Rog ,” Albright replied.

He was tired, tired of four months in these restricted waters with obstacles everywhere, unidentified threats all around: above… and below the surface… sometimes even on his bridge in the form of junior officers who were for the most part competent, but who could suffer, without warning, a momentary lapse of judgment. Albright was on edge, and had to control himself so as not to alarm the crew.

Six hours to sunup, where we’ll be pointing south and steaming fair into the Indian Ocean, Albright thought. He looked forward to opening her up to flank speed and leaving a wake behind him pointing aft at this god-forsaken patch of water he’d spent years of his life operating in. Never got a summer Med cruise, never got a Caribbean swing. Every single deployment of his 18-year career had taken him here .

I hate this fucking place ,” Albright muttered under his breath, staring ahead into the black night. Again, he rubbed the stubble on his chin.

“Sir?” the OOD inquired.

“What?” Albright answered, surprised he had spoken out loud. “Oh, nothing.”

* * *

In the pilothouse of the dhow, the master walked to the port bridge wing and stepped outside.
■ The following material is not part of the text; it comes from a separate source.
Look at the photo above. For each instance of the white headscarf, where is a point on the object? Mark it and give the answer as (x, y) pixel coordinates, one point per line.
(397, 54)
He looked down at a cluster of eight speedboats, each crewed by three or four Revolutionary Guard irregulars. The motley fleet of boghammars , as they were known to the Americans, consisted of everything from small, open-cockpit cigarette boats to a glorified skiff with an outboard motor. The boats were armed with RPGs, recoilless rifles, and sometimes frame-mounted mortars, with other light infantry weapons aboard. He motioned them to cast off their lines from the dhow and from one another, but warned them to keep close and out of sight of the American frigate. He then went inside and bumped the diesel throttles forward with his open palm. The engines growled deeper as the dhow increased speed on a course to intercept.